Ia juga menilai ada beberapa hal yang harus diperbaiki Pemprov DKI dalam mengelola sampah. Kekurangan ini dapat diperbaiki saat ini juga atau ketika pandemi usai. Misalnya, soal rencana membakar sampah dengan suhu tinggi menggunakan fasilitas Intermediate Treatment Facility (ITF). "Itu sama saja mengajarkan masyarakat tidak baik. Mana ada sampah dibakar?" katanya.
Hal lain adalah perkara pengangkutan sampah. Petugas kebersihan, katanya, kerap asal mengangkut sampah dan menyatukannya ke mobil pengangkut, padahal ada masyarakat yang telah memilahnya menjadi sampah organik dan non-organik. "Kalau kayak gitu sama saja bohong," katanya menegaskan.
Perhatikan Limbah Medis
Sementara Ketua Koalisi Persampahan Nasional (KPNas) Bagong Suyoto mengingatkan soal limbah medis yang tercampur dengan limbah rumah tangga. Di Cina, tempat virus pertama kali ditemukan, pemerintahnya tengah memutar otak bagaimana mengolah limbah-limbah yang semakin menumpuk ini.
Sangat mungkin ada limbah medis yang berasal dari rumah karena saat ini ada banyak masyarakat yang berstatus Orang Dalam Pemantauan (ODP) dan Pasien Dalam Pengawasan (PDP) yang melakukan karantina mandiri. Barang-barang yang mereka pakai, termasuk masker, botol obat, dan tisu, dikategorikan limbah medis. Tentu orang yang paling pertama terdampak adalah petugas kebersihan
"Pemprov DKI harus mengelola sampah sesuai dengan prosedur, agar sampah biasa dan limbah medis tidak tercampur," kata Bagong kepada reporter Tirto.
Prosedur yang dimaksud adalah Surat Edaran No.

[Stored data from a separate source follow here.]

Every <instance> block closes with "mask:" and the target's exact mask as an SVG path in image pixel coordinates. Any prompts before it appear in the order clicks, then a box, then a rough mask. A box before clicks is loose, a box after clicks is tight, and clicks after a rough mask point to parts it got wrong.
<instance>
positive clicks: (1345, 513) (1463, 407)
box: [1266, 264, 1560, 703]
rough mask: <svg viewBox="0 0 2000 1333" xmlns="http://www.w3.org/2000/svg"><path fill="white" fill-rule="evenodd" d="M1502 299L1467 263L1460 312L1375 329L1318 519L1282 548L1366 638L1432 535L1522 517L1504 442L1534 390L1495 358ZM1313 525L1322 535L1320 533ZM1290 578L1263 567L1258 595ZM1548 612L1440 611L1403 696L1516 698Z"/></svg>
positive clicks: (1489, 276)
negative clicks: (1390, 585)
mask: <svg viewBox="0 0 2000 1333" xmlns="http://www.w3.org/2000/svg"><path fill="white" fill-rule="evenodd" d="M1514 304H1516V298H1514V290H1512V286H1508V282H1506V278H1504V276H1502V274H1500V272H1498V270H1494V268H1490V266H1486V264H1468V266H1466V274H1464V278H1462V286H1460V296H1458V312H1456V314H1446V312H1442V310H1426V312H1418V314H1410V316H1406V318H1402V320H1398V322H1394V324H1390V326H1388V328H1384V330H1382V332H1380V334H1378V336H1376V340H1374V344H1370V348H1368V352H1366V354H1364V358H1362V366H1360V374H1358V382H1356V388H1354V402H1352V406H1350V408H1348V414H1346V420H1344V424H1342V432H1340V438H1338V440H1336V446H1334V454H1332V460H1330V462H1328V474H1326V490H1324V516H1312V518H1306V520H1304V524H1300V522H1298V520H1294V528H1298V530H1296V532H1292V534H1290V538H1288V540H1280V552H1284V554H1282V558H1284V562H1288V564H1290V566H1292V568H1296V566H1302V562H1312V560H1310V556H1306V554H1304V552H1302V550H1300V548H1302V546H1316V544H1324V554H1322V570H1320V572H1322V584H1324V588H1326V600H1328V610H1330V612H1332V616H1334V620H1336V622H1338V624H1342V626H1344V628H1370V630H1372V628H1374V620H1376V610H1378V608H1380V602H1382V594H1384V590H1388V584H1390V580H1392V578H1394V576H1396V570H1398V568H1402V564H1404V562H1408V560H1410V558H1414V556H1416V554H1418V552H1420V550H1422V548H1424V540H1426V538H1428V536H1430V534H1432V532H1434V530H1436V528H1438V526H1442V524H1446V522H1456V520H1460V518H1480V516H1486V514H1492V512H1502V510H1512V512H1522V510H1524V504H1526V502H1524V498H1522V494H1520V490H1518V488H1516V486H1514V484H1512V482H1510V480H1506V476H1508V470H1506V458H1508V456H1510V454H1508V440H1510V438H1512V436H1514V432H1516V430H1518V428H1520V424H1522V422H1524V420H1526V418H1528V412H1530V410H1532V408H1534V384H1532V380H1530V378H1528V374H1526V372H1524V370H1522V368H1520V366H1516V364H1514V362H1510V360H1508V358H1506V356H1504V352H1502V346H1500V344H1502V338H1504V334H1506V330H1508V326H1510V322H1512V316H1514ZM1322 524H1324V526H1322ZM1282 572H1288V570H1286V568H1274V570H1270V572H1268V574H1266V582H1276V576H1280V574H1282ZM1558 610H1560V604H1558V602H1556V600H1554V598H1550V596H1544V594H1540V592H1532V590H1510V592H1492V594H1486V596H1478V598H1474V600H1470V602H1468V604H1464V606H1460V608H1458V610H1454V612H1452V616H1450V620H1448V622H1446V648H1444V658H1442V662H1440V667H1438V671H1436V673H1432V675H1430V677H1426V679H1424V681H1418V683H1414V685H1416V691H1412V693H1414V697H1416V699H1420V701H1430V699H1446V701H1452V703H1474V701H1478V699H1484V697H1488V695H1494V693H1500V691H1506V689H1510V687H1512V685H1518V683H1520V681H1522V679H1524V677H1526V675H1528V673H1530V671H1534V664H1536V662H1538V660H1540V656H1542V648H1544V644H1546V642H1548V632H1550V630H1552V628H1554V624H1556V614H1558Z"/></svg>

SE.2/MENLHK/PSLB3/PLB.3/3/2020 Tentang Pengelolaan Limbah Infeksiksius (Limbah B3) dan Sampah Rumah Tangga dari Penanganan Corona Virus Disease (COVID-19) yang dikeluarkan Kementerian Lingkungan Hidup dan Kehutanan.
Selain mengatur bagaimana limbah yang berasal dari fasilitas kesehatan, peraturan ini juga berisi sejumlah hal yang perlu diperhatikan masyarakat dalam menangani limbah yang berasal dari rumah tangga. Sampah-sampah jenis ini mesti dipisahkan. Pemerintah pusat juga meminta masyarakat menggunakan masker yang dapat dicuci untuk mengurangi timbunan sampah masker.
"Enggak ada pemilahan sehingga enggak ketahuan. Pas pengangkutan enggak ada pemilahan juga," katanya.
Andono Warih mengakui bahwa limbah medis saat ini "juga banyak timbul dari rumah tangga."
Mengomentari kerentanan para petugas kebersihan, Wakil Kepala Dinas Lingkungan DKI Jakarta Syaripudin mengatakan kalau mereka telah membuat prosedur keselamatan lewat Instruksi Kepala Dinas Lingkungan Hidup DKI Nomor 30 Tahun 2020. Petugas lapangan, misalnya, diwajibkan menggunakan alat pelindung diri.
Pada foto yang diunggah laman resmi Dinas Lingkungan Hidup DKI, APD yang dimaksud adalah jas hujan, sepatu, sarung tangan, serta masker.
Para petugas juga diwajibkan "selalu mencuci tangan sebelum dan sesudah melaksanakan tugas," kata Syaripudin kepada reporter Tirto.
Sejauh ini ia mengaku "tidak ada kendala berarti" dari petugas memungut sampah hingga mengirimnya ke Bantargebang, Bekasi.